Scheduling for Reduced Tail Task Latencies in Highly Utilised Datacenters
Repository URI
Repository DOI
Change log
Authors
Abstract
Modern datacenters have become the backbone for running diverse workloads that increasingly comprise data-parallel computational jobs. Due to the ease of use and diversity of resources they host there has been a rise in the demand for datacenters leading to high volumes of traffic. Datacenters execute thousands of jobs by scheduling billions of tasks every day. To meet these demands, datacenter providers operate their clusters at levels of high utilisation. We show that under such conditions existing scheduling designs impose 3x larger wait times on tail tasks, that is, tasks that finish the last among tasks of jobs. This leads to large tail task completion times and consequently, elevated job completion times.

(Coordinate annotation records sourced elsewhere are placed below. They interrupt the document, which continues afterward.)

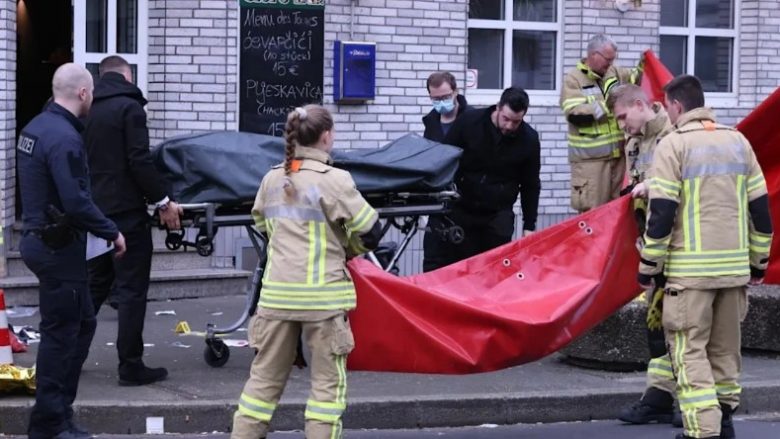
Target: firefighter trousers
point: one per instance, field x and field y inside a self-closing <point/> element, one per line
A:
<point x="276" y="342"/>
<point x="596" y="182"/>
<point x="703" y="333"/>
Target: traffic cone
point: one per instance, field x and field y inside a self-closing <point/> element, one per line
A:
<point x="6" y="357"/>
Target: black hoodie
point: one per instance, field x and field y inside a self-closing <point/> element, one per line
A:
<point x="117" y="140"/>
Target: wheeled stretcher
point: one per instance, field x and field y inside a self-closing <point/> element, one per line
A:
<point x="402" y="211"/>
<point x="215" y="177"/>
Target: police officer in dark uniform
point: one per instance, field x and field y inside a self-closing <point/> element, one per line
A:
<point x="57" y="211"/>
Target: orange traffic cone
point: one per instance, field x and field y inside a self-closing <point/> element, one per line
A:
<point x="6" y="357"/>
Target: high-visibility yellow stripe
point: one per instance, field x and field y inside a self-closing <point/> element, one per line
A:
<point x="741" y="211"/>
<point x="312" y="253"/>
<point x="756" y="182"/>
<point x="322" y="252"/>
<point x="570" y="103"/>
<point x="302" y="286"/>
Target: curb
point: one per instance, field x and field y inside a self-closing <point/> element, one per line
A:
<point x="122" y="417"/>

In this dissertation, we propose a new decentralised scheduling model, Murmuration, that uses multiple communicating scheduler instances to ensure tasks are scheduled in a manner that reduces their total wait times. It achieves this by scheduling all tasks of a job such that their start times are as close together as possible, thereby ensuring small tail task completion times and better average job completion times.
Our evaluation of Murmuration using publicly available workloads on a real-world cluster shows a median job completion time that is 15 --- 25% less than that of the default Kubernetes scheduler under both bursty and normal request arrival rates, reducing the median completion times by a fourth. We show that Murmuration scales to incoming workloads by scheduling more than a million tasks in a matter of minutes and exhibits a near-constant scheduling time for tasks even in very large scheduler deployments. We further enhance the design of Murmuration by incorporating queue re-ordering techniques for both scheduling jobs and executing tasks. Simulations show that with shortest remaining job first policy Murmuration outperforms other schedulers with a median job completion time that is 100x better than that of the current schedulers when evaluated on two industry workloads. Murmuration is also capable of handling scheduler failures with a performance impact of a mere 0.17% increase in job completion times at the 99th percentile. Moreover, increasing the number of scheduler instances in Murmuration improves its performance by reducing the total wait times of jobs assigned to the new schedulers.